The kombucha that you transfer into bottles still has the active components of the SCOBY in it. That means that the kombucha will continue to ferment. At the low temperature of a refrigerator, the fermentation process will be slow, but it will not stop completely. As the residual sugar is digested by the bacteria and yeast, the kombucha will become less sweet as well as more fizzy.
When is kombucha ready to drink?
In the process of home brewing kombucha, a symbiotic organism called a SCOBY transforms a mixture of tea and sugar into kombucha. The basic kombucha recipe can be found here: The Basic Kombucha Brewing Recipe.
Over the course of several days to a few weeks (depending largely on the temperature of the brewing environment), the brewing kombucha becomes less sweet as the sugar is digested by the SCOBY. At the same time, the brewing process adds many other compounds to the brew, which produces unique flavors.
Home brewed kombucha is ready to drink when the pH is between 2.5—3.5. In the normal pH range, kombucha should taste tangy and slightly sour, but also have a hint of sweetness. It is up to the kombucha brewer to determine when the kombucha tastes ready to bottle. Some people like their kombucha to be more tart (at the lower end of the pH range) and some less so.
As a home brewer, it is important to taste the kombucha each day as it nears completion and be ready to transfer it to bottles when it tastes the way you want it to. Putting it in the refrigerator greatly slows down the fermentation process and maintains the flavor for at least a few weeks.
How Long Does Kombucha Last After Bottling?
Home brewed kombucha continues to ferment after bottling. Storing it in the refrigerator will slow down the fermentation process and help it maintain its flavor and carbonation for weeks or even months. During that period, it’s flavor will change in subtle ways—it will likely become more tart as the sugar in the brew continues to be digested. Carbonation will increase for the same reason.
You can filter the kombucha, removing as much yeast as possible, after the second fermentation to further slow down the fermentation process.
Will Kombucha go bad if not refrigerated?
Store bought kombucha is always found in the refrigerated section of the grocery store, so you should keep it refrigerated when you get it home. Commercially brewed kombucha is often filtered or stabilized to keep it as fresh as possible in the fridge and so it does not continue to ferment much in the bottle.
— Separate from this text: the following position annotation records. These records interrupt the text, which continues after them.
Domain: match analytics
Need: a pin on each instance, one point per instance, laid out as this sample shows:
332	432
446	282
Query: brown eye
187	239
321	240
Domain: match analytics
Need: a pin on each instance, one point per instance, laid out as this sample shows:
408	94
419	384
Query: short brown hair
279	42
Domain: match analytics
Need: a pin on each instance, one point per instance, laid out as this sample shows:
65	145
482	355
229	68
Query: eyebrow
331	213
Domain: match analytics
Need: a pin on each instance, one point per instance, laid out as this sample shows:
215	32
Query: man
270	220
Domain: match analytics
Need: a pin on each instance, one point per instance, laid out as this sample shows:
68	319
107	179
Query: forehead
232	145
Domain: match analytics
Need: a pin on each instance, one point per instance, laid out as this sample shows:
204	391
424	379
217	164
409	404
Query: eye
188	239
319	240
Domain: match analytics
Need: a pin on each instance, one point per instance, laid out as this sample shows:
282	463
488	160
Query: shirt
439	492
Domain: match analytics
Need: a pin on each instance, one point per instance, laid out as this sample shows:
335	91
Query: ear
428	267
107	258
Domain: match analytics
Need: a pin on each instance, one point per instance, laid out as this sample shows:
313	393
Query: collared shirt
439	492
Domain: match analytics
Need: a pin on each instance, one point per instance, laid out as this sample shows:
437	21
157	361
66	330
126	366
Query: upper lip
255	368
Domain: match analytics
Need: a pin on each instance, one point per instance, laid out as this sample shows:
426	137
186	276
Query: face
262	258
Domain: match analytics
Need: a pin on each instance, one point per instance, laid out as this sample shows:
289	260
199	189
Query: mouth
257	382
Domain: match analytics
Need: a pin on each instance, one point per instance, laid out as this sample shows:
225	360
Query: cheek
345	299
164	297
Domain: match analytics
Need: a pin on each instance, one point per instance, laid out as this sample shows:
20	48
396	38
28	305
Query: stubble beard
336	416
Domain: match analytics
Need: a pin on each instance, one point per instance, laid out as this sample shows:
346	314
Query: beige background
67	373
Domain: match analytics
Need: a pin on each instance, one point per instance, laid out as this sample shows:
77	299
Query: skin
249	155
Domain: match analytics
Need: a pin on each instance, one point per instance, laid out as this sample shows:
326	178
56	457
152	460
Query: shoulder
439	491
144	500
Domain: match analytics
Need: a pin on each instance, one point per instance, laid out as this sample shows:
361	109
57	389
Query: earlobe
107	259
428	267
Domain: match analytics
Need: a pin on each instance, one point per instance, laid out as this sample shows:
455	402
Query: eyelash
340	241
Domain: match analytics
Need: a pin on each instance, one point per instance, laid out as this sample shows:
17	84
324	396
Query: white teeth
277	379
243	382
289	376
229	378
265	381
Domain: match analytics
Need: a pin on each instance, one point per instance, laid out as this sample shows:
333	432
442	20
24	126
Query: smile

Even so, leaving it at room temperature is not a good idea and the flavor and carbonation will eventually be affected.
When we brew kombucha at home, it must be kept refrigerated. In the process of transferring the kombucha from the fermenter to the bottles, most of the active components of the SCOBY (the symbiotic organism that transforms tea and sugar into the kombucha beverage) are still present in the brew in small amounts.
In not refrigerated or kept at about forty degrees, home brewed kombucha will continue to ferment in the bottle. It will become increasingly carbonated and pressure inside the bottle will increase. Unless you are storing your kombucha in very strong bottles, they could explode! Even if the kombucha stays in the bottle, it will taste less sweet as the SCOBY continues to digest the sugar and become overly carbonated.
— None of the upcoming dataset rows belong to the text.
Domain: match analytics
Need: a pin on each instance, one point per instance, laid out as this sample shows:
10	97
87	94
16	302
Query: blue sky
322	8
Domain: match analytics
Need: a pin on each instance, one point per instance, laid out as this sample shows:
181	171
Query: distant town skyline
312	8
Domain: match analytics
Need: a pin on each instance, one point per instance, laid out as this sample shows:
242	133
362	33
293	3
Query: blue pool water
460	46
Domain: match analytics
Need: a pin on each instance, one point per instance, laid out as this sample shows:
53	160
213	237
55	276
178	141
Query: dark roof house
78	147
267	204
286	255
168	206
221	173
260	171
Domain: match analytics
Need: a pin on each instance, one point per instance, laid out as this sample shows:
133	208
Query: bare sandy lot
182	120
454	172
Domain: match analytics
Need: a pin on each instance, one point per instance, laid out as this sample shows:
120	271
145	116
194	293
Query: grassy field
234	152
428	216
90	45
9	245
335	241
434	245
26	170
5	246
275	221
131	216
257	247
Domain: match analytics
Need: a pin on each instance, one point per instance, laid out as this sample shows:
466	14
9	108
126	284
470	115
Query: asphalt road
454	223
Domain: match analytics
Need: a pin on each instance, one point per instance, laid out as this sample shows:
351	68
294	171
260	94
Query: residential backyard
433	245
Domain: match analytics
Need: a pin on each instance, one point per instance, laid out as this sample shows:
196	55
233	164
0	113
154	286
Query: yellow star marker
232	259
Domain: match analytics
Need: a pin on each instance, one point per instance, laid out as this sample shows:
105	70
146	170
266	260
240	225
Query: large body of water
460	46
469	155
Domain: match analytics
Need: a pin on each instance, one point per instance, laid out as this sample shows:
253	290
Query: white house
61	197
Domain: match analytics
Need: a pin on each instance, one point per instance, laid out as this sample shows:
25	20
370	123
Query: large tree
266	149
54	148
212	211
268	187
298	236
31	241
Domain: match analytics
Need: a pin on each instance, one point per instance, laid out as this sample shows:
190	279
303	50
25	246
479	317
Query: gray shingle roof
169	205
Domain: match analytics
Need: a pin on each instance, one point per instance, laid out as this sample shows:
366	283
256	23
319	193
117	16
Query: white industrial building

How long will kombucha keep once it is bottled?
Once your home brewed kombucha has been bottled and flavored, and tastes the way you like it, it is time to put it in the refrigerator to halt the fermentation process.
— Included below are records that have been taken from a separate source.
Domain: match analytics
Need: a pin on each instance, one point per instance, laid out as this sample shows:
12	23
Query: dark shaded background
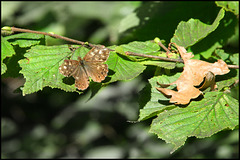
54	124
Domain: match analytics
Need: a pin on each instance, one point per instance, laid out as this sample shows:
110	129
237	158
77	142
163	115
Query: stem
14	29
155	57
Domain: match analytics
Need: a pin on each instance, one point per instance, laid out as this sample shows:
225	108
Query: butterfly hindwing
90	66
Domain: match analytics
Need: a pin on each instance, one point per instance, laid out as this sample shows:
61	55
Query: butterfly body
90	66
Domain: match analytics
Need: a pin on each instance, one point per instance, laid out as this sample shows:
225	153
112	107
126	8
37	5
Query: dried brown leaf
195	73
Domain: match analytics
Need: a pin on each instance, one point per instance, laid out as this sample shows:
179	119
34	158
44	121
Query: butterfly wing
97	54
68	67
75	69
81	78
93	63
96	71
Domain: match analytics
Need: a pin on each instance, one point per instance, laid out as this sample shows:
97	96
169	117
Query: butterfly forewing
91	66
68	67
97	71
97	54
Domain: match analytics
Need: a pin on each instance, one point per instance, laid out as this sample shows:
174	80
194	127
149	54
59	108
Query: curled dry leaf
196	75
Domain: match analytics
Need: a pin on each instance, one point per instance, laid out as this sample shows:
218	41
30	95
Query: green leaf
215	112
157	102
40	68
235	58
232	6
123	68
192	31
26	39
222	55
6	51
In the refrigerator, the kombucha will keep for weeks or even months. During that period of time, a small amount of fermentation will continue to proceed, depending on how much yeast and bacteria are present in the bottle.
We have discovered that some flavors improve with age (a month or two) in the fridge. Others seem to taste better when they are consumed within a week of bottling. Keeping careful notes, such as with the Kombucha Brewing Journal system, will enable you to drink your home brewed kombucha when it is at its tastiest.